Theatre Graduate Interprets Contemporary Art for
WHEN THE RENOWNED Museum of Glass (MOG) in Tacoma, Washington,
first sought a lead interpreter, it would have taken a forensic
artist to construct a reasonable likeness.
There were only scraps and glimpses of the ideal person in
mind: someone steeped in the visual, literary and performing arts;
a theatre professional able to connect with the public; an artist
of vision who could act, direct, write, teach and make contemporary
art accessible to tens of thousands of visitors each year.
Sam Vance ’96 got the job. He is a man with a bold imagination
and a rich, varied education. MOG exhibits change every three to
six months, and it is his job to think of compelling, educational
and, above all, original ways to interpret them. It might mean writing
and directing a one-act play to be performed over the course of an
exhibit’s run. Or, in the case of the exhibit called “Glass
of the Avant-Garde,” staging a reading of Kafka’s The
Metamorphosis, literature written in the same time period that the
glass works were created.
Asked if he has a passion for glass, Vance demurs, “I’m
not a glass blower, although I’ve done it just enough to appreciate
how difficult the process is.” But glass art is creative, and
Vance is nothing if not passionately creative. “My theatre
training at SPU built an essential creative foundation for much of
the work I’ve done since graduation,” Vance says. “I’ve
been given so many diverse opportunities to act, direct, write, design … the
list goes on.”
Along with wife and fellow artist Candace Eyre Vance ’95, he
has “paid the rent” and “pieced together” a
career in the arts by remaining artistically flexible and receiving “a
good dose of God’s grace.” His newest projects for the
MOG are writing and directing a short film that will interpret the
artwork of Sandy Skoglund, and writing/directing a one-act play based
on the work of local artist Marita Dingus, utilizing found objects.

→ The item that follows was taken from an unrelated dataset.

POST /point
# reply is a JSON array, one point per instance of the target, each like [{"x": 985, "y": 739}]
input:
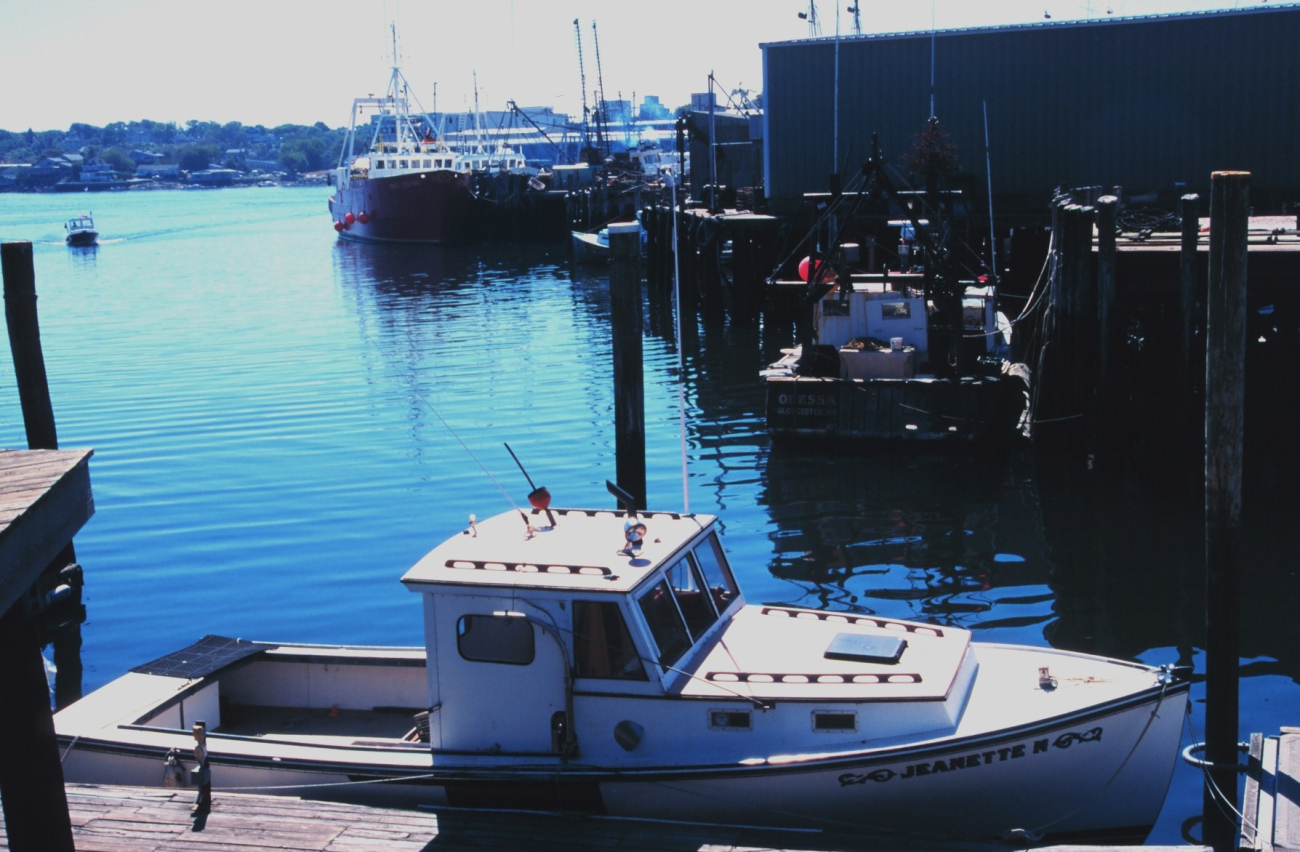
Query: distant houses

Considered one of the seven design “Wonders of the World 2003” by
Condé Nast Traveler magazine, the MOG employs a crack security
team that keeps a sharp eye on the breakables. Vance and other museum
employees constantly deal with the misconception that famed glass
artisan Dale Chihuly actually lives in the building. Though
the MOG was partly built in recognition of Chihuly’s standing
in the art world, Vance must often tell hopeful visitors that no,
the great man himself cannot “come down” and sign autographs.
Vance may have a one-of-a-kind-job, but for creative expression that
can’t be beat, the curtain just rose on the arrival of the
couple’s first child, Max, in November.